Je n'en sais rien.
Je ne connais pas vraiment les coûts de production des éleveurs bovins, d'autant que leurs revenus dépendent aussi des primes et des aides perçues. Quant aux éleveurs porcins, les chiffres montrent qu'ils sont, depuis deux ans, dans une conjoncture de revenus exceptionnellement favorable. Ils s'interdisent de parler d'Egalim : cela ne les concerne pas ! Alors que nous traitons, dans les deux cas, avec des marchands de viande, on nous demande de trouver des solutions et d'appliquer la loi Egalim pour la viande bovine mais de ne surtout pas toucher à cela pour la viande porcine…

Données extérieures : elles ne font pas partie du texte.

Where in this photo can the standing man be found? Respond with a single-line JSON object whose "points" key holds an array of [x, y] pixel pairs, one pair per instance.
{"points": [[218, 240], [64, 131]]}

Pourquoi les cours se sont-ils redressés avant la période du covid ? Nous avons voulu prendre en compte une certaine détresse des acteurs en amont de la filière. Un dialogue s'est instauré avec les organisations syndicales et nous avons constaté que la situation devait changer, faute de quoi les choses ne se passeraient pas bien. Nous nous sommes alors engagés dans une revalorisation du prix des productions animales. Dans le même temps, nous avons entamé une démarche visant à revaloriser le steak haché vendu par la grande distribution, en expliquant les raisons de notre requête. Dans une période où la demande était relativement bonne, les planètes se sont alignées et, du fait de la revalorisation des coproduits et d'un certain nombre d'éléments extérieurs, nous avons pu retrouver un bon équilibre carcasse et procéder à de bonnes revalorisations.
C'est alors qu'est arrivé le covid. Le pays s'est fermé, les importations ont cessé et nous avons vécu en vase clos. Nous avons connu un véritable black-out européen : l'ensemble des productions ont fortement diminué et les tarifs des animaux se sont fixés, dans toutes les catégories d'élevage, à des niveaux élevés. Il a bien fallu que nous répercutions ces hausses sur le prix des muscles et des produits élaborés. Autrement dit, nous avons dû revaloriser nos propres tarifs. Je ne vous rappellerai pas les discours politiques entendus en 2022, lorsque l'on nous demandait d'aider les producteurs.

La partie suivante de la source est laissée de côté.